The simplest approach that I assume would be:
- Create two new tables:
keywords (id, word) and keywords_comments (keyword_id, comment_id, count)keywords stores the unique identifier and keyword that you found in the textkeywords_comments stores one line for each connection between each comment containing this keyword. In count you save the number of times this keyword occurred in a comment. The two columns keyword_id + comment_id together form a unique or directly primary key.
- Get all comments from the database
- Analyze all comments and divide them into non-characters (or other boundaries).

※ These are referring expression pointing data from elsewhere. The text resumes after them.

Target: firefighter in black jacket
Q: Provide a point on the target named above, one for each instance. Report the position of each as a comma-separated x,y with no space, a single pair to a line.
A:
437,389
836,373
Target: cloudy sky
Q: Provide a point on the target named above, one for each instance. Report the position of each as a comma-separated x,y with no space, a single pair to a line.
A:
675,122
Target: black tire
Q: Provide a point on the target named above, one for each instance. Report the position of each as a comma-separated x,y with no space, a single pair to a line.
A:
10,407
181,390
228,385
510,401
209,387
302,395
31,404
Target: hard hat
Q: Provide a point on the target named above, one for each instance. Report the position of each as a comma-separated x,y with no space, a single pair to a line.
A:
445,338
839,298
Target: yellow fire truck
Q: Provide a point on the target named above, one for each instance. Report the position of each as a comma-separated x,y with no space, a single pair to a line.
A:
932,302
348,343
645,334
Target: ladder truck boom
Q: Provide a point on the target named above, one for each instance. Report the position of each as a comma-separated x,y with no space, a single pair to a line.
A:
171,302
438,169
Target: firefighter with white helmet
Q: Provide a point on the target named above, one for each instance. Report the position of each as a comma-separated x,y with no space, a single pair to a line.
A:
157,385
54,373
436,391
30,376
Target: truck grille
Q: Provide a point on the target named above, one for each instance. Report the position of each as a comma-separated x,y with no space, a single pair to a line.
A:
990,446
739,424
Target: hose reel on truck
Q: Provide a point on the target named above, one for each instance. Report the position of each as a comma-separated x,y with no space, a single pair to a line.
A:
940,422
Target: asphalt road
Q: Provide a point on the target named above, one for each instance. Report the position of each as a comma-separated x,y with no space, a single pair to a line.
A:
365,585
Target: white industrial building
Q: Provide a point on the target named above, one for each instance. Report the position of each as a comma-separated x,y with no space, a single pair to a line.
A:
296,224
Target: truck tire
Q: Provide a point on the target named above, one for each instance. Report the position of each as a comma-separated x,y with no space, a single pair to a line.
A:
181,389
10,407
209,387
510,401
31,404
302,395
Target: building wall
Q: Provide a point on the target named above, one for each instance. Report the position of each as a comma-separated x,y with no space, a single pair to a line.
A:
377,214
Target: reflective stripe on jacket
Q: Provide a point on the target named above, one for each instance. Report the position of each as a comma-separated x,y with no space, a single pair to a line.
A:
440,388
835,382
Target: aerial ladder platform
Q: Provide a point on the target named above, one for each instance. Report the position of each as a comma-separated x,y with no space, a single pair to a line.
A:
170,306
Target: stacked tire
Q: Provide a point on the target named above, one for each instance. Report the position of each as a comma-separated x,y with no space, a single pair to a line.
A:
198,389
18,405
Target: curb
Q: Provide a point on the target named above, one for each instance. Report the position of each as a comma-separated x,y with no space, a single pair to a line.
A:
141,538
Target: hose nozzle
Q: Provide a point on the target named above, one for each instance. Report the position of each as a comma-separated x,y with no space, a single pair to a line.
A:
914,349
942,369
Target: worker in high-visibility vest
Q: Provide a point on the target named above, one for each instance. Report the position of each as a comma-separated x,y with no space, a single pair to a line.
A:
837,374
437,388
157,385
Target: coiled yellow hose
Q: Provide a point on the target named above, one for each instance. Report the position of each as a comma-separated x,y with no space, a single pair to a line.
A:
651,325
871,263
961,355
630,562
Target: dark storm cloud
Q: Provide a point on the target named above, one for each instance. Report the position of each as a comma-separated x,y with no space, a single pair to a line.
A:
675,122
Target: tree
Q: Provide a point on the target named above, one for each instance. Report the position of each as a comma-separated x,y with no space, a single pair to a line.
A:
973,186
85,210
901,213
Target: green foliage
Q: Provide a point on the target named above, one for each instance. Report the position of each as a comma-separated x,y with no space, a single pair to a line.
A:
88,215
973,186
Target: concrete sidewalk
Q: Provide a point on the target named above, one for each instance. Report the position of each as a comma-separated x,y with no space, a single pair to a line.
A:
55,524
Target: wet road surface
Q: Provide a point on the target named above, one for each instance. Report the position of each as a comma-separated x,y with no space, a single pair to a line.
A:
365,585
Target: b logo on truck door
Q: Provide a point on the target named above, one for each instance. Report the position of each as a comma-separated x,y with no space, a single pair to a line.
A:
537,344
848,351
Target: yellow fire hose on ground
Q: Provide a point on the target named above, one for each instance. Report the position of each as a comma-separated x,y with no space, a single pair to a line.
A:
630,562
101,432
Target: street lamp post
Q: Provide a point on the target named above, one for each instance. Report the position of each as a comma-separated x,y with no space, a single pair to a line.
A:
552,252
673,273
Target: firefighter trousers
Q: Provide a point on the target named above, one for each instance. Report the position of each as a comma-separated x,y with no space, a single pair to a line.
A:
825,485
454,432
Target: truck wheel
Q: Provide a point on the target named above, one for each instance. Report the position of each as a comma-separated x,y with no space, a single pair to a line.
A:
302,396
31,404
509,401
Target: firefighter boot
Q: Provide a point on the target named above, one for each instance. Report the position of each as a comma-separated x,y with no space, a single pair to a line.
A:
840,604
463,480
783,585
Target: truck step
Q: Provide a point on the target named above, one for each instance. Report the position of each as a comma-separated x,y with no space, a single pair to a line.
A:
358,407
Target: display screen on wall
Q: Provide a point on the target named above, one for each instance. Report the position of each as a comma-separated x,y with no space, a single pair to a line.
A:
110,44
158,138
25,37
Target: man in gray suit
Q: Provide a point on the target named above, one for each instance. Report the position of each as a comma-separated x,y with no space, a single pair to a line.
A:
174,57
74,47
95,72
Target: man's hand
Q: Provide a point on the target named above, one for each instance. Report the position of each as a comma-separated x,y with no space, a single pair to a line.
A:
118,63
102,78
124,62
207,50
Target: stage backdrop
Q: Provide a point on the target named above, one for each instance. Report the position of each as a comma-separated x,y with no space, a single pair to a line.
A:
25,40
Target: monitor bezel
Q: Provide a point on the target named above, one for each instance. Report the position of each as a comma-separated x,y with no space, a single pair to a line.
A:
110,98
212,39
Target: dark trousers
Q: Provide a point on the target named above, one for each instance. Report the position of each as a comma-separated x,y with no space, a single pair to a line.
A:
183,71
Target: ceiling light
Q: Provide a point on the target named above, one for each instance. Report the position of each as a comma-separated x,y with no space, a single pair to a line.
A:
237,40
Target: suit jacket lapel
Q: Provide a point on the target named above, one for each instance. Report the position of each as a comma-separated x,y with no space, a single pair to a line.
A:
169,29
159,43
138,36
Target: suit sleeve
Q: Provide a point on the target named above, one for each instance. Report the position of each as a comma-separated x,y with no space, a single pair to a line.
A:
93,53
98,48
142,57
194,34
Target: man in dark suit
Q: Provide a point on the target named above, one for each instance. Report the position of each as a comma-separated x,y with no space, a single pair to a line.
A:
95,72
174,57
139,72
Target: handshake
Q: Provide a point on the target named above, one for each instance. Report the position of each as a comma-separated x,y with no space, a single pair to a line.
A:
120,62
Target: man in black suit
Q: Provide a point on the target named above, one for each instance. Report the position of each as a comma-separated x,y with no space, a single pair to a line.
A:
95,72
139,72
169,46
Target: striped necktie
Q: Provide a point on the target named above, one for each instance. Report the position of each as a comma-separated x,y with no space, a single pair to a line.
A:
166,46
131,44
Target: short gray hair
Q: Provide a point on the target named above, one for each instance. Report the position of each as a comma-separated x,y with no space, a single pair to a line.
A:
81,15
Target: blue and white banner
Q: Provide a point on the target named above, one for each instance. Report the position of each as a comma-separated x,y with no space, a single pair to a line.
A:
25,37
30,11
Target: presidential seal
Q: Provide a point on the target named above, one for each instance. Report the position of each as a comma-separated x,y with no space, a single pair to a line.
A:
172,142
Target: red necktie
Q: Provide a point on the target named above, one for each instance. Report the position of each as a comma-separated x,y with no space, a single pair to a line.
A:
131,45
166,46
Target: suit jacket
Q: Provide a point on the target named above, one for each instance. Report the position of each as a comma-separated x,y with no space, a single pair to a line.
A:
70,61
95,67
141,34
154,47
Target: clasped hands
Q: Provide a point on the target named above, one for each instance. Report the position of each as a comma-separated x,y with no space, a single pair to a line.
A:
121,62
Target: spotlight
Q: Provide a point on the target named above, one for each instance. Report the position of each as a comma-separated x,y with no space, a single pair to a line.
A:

- Record these entries in your tables.
Example
You have the following two comments:
Hi how are you?!
Wow, hello. My name is Stefan.
Now you will iterate over both of them and divide them into non-characters. This will result in the following lowercase words for each text: - First text: hello, how, you, - Second text: wow, hello, my, name, is, stefan
Once you have parsed one of these texts, you can already insert it into the database again. I think you do not want to load 100,000 comments into RAM.
So it would turn out:
- Parse the first text and get the keywords above
- Write each keyword in the tabke
keywords if it does not already exist - Set the link from the keyword to the comment (
keywords_comments ) and configure the calculation correctly (in our example, each word occurs only once in each text, you must take this into account). - Parsing the second text
- ...
Slight improvement
A very simple improvement that you should probably use for 100,000 comments is to use a count variable or add a new has_been_analyzed field for each comment. Then you can read their commentary on the comments from the database.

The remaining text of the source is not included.